Aydın’da Toprak, Su Ve Ormanların Önemi Anlatıldı

Aydın’da Toprak, Su Ve Ormanların Önemi Anlatıldı

Aydın’da, Erozyonla Mücadele Haftası kapsamında TEMA İl Temsilciliği tarafından “Kuraklık ve Su” temalı bir etkinlik düzenledi.
TEMA Aydın İl Temsilciliği ve gönüllü üyeler, Gençlik Caddesi üzerinde açtıkları stant ile tüm canlı hayatının bağlı olduğu toprak, su ve ormanın önemine dikkat çekmek amacıyla broşürler dağıtıldı.

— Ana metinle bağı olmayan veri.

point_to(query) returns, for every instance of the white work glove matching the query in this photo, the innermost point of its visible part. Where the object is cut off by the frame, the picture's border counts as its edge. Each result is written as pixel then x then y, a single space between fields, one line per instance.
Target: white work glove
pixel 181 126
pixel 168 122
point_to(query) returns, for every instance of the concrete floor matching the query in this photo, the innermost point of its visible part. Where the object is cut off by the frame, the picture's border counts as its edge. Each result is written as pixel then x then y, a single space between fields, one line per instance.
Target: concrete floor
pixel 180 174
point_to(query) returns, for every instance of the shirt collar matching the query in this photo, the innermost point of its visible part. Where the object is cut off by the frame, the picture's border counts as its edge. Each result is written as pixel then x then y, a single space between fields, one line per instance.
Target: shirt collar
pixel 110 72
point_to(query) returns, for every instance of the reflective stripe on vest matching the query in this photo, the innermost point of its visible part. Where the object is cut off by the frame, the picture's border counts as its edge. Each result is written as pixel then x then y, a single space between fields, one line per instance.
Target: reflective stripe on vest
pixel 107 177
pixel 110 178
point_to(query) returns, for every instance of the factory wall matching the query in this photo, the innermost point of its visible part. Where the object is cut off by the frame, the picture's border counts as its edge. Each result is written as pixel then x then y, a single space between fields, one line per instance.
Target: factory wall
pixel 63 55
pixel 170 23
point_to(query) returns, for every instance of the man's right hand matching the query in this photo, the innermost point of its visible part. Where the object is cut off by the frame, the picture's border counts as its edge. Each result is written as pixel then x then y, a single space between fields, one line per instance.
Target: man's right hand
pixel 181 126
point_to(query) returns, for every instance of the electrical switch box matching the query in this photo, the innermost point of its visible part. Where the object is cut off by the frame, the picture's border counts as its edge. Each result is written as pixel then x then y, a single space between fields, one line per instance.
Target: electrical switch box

TEMA Aydın İl Temsilcisi Mehmet Özdemir yaptığı açıklamada, her yıl kasım ayı içinde “Erozyonla Mücadele Haftası” düzenlendiğini belirterek, 2014 yılında da kamuoyunu aydınlatmak amacıyla “Kuraklık ve Su” teması ile tüm canlı hayatının bağlı olduğu toprak, su ve ormanın önemine dikkat çekmek istediklerini söyledi. Özdemir, “Dünyamız ana karalarında her yıl kaybedilen 24 milyar ton verimli üst tabaka toprağının 743 milyon tonu Türkiye’den kaybedilmektedir. Orman ve Su İşleri Bakanlığı’nın 2013 yılı verilerine göre yıllık toprak kaybımız 814.599.670 M3/yıldır. Toprak kaybı, orman ve su kaybıyla doğru orantılıdır. Orman kaybedildikçe, toprak ve su da kaybedilmekte, toprak erozyonu artmakta, barajlar, göletler toprakla dolmakta, yağış rejimi bozulmakta, ‘kuraklık ve susuzluk’ artmaktadır. Türkiye’nin coğrafi yapısı çok engebelidir. Engebeli araziler ülke yüz ölçümünün yüzde 65’ini oluşturmakta, orman, bitki örtüsü olmayınca topraklarımızın yüzde 90’nın da erozyon yaşanmaktadır. Türkiye Ormanlarının yüzde 49’u bozuk ormanlar olarak nitelendirilmekte toprağın yüzde 10’nu kadarını örtebilmektedir. Eğimli arazilere sıkışmış, bütünlüğü bozulmuş ormanlarımızın yüzde 54’ünde, tarım alanlarımızın yüzde 59’unda erozyon görülmektedir. Unutmayalım ki, gezegenimizdeki karada yaşayan tüm canlılarla birlikte insanlığın geleceği toprağa, suya, ormana ve temiz havaya bağlıdır. Bu temel varlıklardan birinin kaybı diğerlerinin de kaybına sebep olmaktadır” dedi
Sürdürülebilir bir yaşam için toprak, su ve orman varlıkların korunması gerektiğini ifade eden Özdemir, “ Topraklarımızın tarımsal üretimde kalmasını, Büyük Menderes çanağındaki ovalarımızı ‘Büyük Ova’ statüsüne kavuşmasını sağlamalıyız. Baraj, göl ve göletlerimizin ekonomik ömrünü uzatmak, çamur, toprak deposu haline gelmesini önlemek için etrafını, havzasını ağaçlandırmalıyız. Bozuk orman alanlarını iyileştirerek, ormanlık alanları genişletmeliyiz. Topraklarımızı, çaylarımızı, derelerimizi, ırmaklarımızı temiz tutarak, kirlenmesini önleyici tedbirler almalıyız” diye konuştu.